Okay, it wasn't exactly
heaven, and by most people's standards it probably wasn't much, but
for him it was more than he usually let himself imagine. Only a few
things conspired to keep this year out of the record books, such as
the absence of Sergei and the tangled mess he'd left behind when he
went back to Russia. Lack of resolution was becoming an unwelcome
theme in his life.
The evening passed quickly after dinner in
a pleasant haze of carol-singing and hot chocolate. Everyone seemed
to have a Christmas story they wanted to tell him - another baby born
in the Admiral's office, another little one on the way for Bud and
Harriet, something about three Arab dignitaries… Soon it was
nearing little AJ's bedtime.

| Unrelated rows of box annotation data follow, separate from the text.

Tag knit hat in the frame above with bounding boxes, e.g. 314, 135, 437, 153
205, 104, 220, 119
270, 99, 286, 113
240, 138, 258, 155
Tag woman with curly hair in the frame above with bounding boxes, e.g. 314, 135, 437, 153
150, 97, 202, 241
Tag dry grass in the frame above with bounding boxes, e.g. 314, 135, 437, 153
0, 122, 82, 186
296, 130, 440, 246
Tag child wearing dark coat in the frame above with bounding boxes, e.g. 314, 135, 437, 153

Sturgis was going to meet his father,
Admiral Chegwidden and Meredith had their own plans, and the Roberts
would of course want some time as a family before it got too
late.
Mac smiled again as Harm helped her on with her coat in
the buzz of the foyer, recognizing the lines of fatigue on his face.
"Long day, huh?" she asked quietly, tugging on her leather
driving gloves.
"Let's just say it was a lot longer than
it had to be," he said, searching for his own cover from among
several on the hat-rack.
"Mmm," Mac
acknowledged.
Harm broke away from his search and looked down,
but she seemed pre-occupied with her gloves.
The general round
of good-byes and good-nights down the walkway was followed by another
short one at her car, as everyone else pulled away. Mac paused with
her hand on the door handle. "I'm glad you made it," she
said, looking up at him with her friendly, dark eyes that held a
layer of reticence he couldn't quite decipher.
"Me too. I
wouldn't have missed it." He wanted to take a step closer, to
seek out her warmth, to figure out a way to keep the evening from
ending. But he didn't know how to do that without tipping his hand,
and somehow, he still wasn't ready to do that.
Mac shivered,
pulling the sleeves of her long wool coat tighter around her wrists.

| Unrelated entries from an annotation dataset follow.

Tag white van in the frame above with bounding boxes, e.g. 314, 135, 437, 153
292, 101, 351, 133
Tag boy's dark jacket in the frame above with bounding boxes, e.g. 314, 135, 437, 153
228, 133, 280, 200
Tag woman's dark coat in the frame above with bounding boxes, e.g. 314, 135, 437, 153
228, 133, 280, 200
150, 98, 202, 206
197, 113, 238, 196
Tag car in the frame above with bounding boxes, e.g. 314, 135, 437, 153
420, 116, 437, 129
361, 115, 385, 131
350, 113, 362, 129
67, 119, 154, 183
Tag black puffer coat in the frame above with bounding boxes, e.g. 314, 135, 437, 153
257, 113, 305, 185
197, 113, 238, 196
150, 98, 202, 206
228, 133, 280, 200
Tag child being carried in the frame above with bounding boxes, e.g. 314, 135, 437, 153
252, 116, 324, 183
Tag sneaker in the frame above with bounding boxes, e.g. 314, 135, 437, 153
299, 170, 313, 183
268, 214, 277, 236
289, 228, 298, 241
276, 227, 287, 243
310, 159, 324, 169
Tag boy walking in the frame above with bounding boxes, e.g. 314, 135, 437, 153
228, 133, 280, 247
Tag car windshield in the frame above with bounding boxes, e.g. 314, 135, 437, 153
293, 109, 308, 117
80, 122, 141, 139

"I guess we'd better get on the road, too."
"Guess
so," he agreed. It was too cold for her to be standing around
outside. "Night, Mac. Merry Christmas."
"Merry
Christmas," she repeated, leaning up to catch his kiss on her
cheek. Her skin was soft and warm, but there had been something aloof
about her manner all evening. Before he could put his finger on it,
she had pulled away from him and was starting her car.
He
found himself knocking on her window.
"Yes?" she
asked as she rolled it down, somehow managing to look both amused and
annoyed.
He bent down, fingers curled over the window frame.

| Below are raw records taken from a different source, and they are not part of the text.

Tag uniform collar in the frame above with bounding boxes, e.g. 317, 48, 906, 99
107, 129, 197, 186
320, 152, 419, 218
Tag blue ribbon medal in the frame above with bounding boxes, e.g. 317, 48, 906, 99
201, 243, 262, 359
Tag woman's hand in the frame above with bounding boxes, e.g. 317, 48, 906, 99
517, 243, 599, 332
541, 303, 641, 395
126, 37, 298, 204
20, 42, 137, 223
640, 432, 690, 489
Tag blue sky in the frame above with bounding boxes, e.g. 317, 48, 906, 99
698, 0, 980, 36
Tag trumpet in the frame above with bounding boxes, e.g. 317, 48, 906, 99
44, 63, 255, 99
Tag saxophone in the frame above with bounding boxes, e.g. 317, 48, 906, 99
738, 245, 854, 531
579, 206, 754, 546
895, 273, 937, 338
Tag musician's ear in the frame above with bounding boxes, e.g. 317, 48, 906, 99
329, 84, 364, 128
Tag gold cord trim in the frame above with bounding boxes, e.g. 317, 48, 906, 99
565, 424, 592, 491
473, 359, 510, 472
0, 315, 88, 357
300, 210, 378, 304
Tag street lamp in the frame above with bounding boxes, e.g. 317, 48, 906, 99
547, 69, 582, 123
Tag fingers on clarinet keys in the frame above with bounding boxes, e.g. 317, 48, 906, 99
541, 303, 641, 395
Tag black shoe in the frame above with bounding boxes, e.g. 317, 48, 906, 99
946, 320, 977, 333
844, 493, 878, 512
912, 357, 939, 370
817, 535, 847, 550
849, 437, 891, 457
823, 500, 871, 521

"Drive safe, okay? It's getting icy out there."
"Will
do," she promised with a wink.
Harm shook his head as he
stood and watched her drive away. Whenever they talked recently, it
seemed like she was waiting for him to say something, but he'd be
damned if he could figure out what.
He thought of the picture
he'd left for her. He'd struggled with the gift, wanting to show her
what she meant to him without scaring her off. It was safe; too safe,
maybe, for a man like himself who knew the importance of taking
risks. In the air, risks kept him on the edge. The specter of
failure, of death made you vital. Hell, he'd felt that rush when he'd
flown earlier that day.
But somehow on the ground, the risks
seemed too great to bear the consequences. And just because he knew
what he wanted didn't mean he understood what *she* wanted after all
this time, let alone how to get it. Standing with Tom Boone at the
wall earlier, he'd had a sense of how easy it would be to go through
life leaving that puzzle unsolved, always pushing his career forward,
but never making much more than a passing connection with a woman.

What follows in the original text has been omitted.